Ava Gray's Skin Heat poses a similar type of problem to that of Gina and her werewolf, but with a darker edge. Zeke Noble has escaped from a secret medical facility where he was the subject of reckless and immoral experiments. Once free, he discovers he can no longer read, and words come to him slowly. On the good side, he's much stronger, can hear a whisper miles away, and feels unnervingly able to understand and to connect to animals. Geneva Harper also has an instinctive connection to animals -- but no more than any other vet. She's the daughter of a mill owner, who grew up in luxury and fought for the right to have a career. Zeke is the child of a drunk, whose mother committed suicide; as a boy he mowed Geneva's family lawn. More importantly, perhaps, she's normal and he -- isn't.

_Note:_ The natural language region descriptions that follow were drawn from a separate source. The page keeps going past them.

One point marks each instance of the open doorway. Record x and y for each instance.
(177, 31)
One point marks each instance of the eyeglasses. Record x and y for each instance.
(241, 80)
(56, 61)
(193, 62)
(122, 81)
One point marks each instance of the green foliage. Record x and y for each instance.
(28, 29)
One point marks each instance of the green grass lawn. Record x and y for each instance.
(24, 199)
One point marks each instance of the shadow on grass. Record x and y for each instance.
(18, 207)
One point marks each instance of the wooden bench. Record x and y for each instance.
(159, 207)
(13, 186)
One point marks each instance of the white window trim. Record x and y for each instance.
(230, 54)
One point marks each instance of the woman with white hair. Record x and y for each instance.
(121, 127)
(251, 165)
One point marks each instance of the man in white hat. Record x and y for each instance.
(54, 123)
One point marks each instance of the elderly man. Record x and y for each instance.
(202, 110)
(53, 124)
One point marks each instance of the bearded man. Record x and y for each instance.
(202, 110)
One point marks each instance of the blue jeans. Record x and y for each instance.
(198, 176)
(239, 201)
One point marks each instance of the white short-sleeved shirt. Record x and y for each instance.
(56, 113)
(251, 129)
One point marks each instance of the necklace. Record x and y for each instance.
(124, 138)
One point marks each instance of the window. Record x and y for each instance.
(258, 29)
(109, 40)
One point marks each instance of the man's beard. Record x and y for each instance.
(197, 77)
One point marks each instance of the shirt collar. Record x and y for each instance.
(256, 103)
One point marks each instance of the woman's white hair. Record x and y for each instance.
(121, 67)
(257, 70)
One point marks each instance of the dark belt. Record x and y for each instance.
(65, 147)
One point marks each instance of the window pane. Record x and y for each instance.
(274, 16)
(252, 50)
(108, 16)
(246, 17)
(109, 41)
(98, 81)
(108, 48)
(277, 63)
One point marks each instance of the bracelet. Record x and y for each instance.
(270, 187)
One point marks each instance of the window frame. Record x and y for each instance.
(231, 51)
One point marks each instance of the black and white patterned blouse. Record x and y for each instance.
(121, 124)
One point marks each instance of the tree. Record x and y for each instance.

When things go awry, their perspectives are worlds apart. But when Zeke tells Geneva that he "cares so much I don't have the words," it's a deeply romantic declaration of love between people whom no one would believe had a chance at happiness.
Christina Henry's Black Wings brings together the most antithetical pair of all: an angel (albeit an earthly one) and a devil. Madeline Black is an agent of death, which means that she gets a white envelope every Friday giving her a list of souls that she's supposed to convince to enter "the Door." Maddie narrates her adventures with jaunty wit: to her, death is "just another bureaucracy." She takes a break from filing to rent her downstairs apartment to "a handsome devil," according to her pet gargoyle. As it turns out, Gabriel Angeloscuro is indeed a devil (not to mention gorgeous). Maddie not only doesn't understand him or his motives for moving into her house, but she soon finds that she herself is manifesting some baffling powers. Christina Henry takes the situation in which a man and woman don't understand each other a step further by broadening the areas of potential misunderstanding to heaven and its opposite.
Match.com and its brethren promise that their computer programs will find the perfect person, leading to meaningful, deep, and long-term relationships. And maybe that's true. But these novels tempt one to leap in at the deep end: to believe that people who have nothing in common, and can't understand each other's motives, ambitions or actions, can fall in love -- and that love so hard won will be hard kept.